Ewan McGregor has revealed that Star Wars Episode II: Attack of the Clones needed every single line of dialogue re-recorded, due to a filming setup that "hummed".
The Star Wars prequels have been much maligned by long-term fans of the franchise (particularly Episode II, widely derided as the worst in the series), but they were instrumental in the development of digital cameras being used in Hollywood.
In fact, Attack of the Clones was the first ever science fiction film, and the third film ever, shot entirely on digital cameras (the Sony CineAlta F900, which was intended to film the 1999 Star Wars Episode I: The Phantom Menace in its entirety, but Sony could not produce enough cameras in time).
However, an unforeseen side effect in filming meant that the on-set audio for the film was rendered completely unusable.
"He was also pioneering digital cameras, which we used on the second episode and the third episode," McGregor told British GQ. "It took too long to change a lens, so they just had a zoom lens on them, and we had two of them. They had huge umbilical cords coming out the back to this tent in the corner of the set that hummed, literally hummed.

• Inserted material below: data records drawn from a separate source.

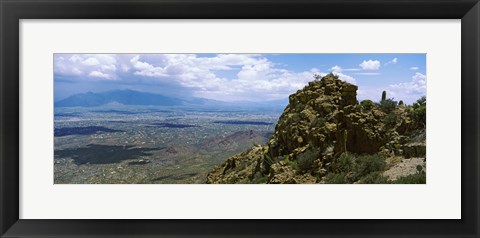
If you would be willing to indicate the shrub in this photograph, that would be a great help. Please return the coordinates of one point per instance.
(390, 120)
(419, 178)
(374, 178)
(291, 163)
(334, 178)
(319, 122)
(306, 159)
(361, 168)
(367, 104)
(388, 105)
(418, 113)
(259, 178)
(366, 164)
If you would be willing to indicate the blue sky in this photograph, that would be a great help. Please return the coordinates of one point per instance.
(234, 77)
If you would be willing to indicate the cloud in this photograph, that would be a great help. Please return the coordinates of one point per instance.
(336, 68)
(98, 74)
(412, 90)
(368, 74)
(370, 65)
(247, 76)
(100, 66)
(393, 61)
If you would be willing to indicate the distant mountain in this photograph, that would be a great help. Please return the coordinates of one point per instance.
(131, 97)
(125, 97)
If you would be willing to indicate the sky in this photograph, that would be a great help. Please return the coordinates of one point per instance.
(239, 77)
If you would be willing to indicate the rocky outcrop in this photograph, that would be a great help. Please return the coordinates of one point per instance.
(322, 121)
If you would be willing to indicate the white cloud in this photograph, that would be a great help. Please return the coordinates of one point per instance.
(410, 91)
(368, 74)
(91, 61)
(370, 65)
(250, 77)
(93, 65)
(393, 61)
(336, 68)
(98, 74)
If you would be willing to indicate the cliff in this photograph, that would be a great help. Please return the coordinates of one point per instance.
(325, 135)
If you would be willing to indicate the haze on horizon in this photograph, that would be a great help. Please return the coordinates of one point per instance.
(238, 77)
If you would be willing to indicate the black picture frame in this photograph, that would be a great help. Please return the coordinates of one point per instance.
(12, 11)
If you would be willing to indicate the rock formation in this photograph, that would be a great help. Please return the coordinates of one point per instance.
(323, 121)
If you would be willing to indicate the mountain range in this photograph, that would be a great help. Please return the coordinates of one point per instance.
(132, 97)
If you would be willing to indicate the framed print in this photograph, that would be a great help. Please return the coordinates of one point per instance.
(239, 118)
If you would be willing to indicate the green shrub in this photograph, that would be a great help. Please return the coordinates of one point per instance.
(364, 168)
(418, 111)
(366, 164)
(390, 120)
(374, 178)
(259, 178)
(388, 105)
(367, 105)
(418, 178)
(334, 178)
(291, 163)
(306, 159)
(319, 122)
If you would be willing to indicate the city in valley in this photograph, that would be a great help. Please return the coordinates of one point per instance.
(152, 144)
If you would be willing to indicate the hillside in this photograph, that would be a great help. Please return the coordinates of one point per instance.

"And they discovered after we'd finished shooting that they hummed in the frequency of the human voice, so we had to redo every single line of the second film is ADR [automated dialog recording, where actors have to lip-sync their lines in post production]."
Watch video: Ewan McGregor talks Star Wars
Given all the extra work, and the pioneering effort to transform cinema in general, it was extra painful to the cast and crew for the prequel films to then be received so poorly by Star Wars fans.

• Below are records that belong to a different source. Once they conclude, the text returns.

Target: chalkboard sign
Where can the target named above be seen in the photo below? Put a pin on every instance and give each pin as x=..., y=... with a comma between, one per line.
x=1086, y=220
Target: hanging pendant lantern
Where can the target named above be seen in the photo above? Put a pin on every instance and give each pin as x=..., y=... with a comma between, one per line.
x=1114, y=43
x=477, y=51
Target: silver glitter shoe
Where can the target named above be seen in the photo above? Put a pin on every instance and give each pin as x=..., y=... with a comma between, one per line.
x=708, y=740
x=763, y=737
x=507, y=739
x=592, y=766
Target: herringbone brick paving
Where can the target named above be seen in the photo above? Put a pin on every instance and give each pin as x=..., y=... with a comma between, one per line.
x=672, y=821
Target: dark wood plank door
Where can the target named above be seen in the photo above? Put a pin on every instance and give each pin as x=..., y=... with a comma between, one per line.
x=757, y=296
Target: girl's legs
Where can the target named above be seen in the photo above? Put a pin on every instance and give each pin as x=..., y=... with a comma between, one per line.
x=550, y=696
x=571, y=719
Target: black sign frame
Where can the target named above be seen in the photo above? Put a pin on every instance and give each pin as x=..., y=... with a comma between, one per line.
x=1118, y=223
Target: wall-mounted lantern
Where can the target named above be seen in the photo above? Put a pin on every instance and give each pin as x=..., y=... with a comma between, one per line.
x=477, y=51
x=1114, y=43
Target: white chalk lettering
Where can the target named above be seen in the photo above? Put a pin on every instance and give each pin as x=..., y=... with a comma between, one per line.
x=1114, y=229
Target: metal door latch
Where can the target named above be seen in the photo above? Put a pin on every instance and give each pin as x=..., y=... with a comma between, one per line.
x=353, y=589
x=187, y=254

"The fighting took months to learn, we did the best we could to make it the best it could be, and I think we did. To then have them released and for the noise coming back to be like, [deflated groan], was really hard.
"But now, I meet the generation we made them for. You know, I meet the young people who were kids then, who for them, our Star Wars films were their Star Wars films. And the Seventies films are, they don't have the same relationship with them.
"And it's really nice for me, that's really part of the reason I decided to do the TV series [Obi-Wan Kenobi], because I was aware of that. I mean, really there's a genuine appreciation of those films and it's funny to feel it, like, 15, 20 years later. But it's nice to feel it 15, 20 years later."
You can watch the entire Star Wars saga, including the new Obi-Wan Kenobi series, on Disney+.
Correction: The original version of this story, published on 02 August, inferred that the humming was caused by the lenses being used. We have since clarified that the humming was actually generated by the equipment inside the tent, not by the cameras or lenses.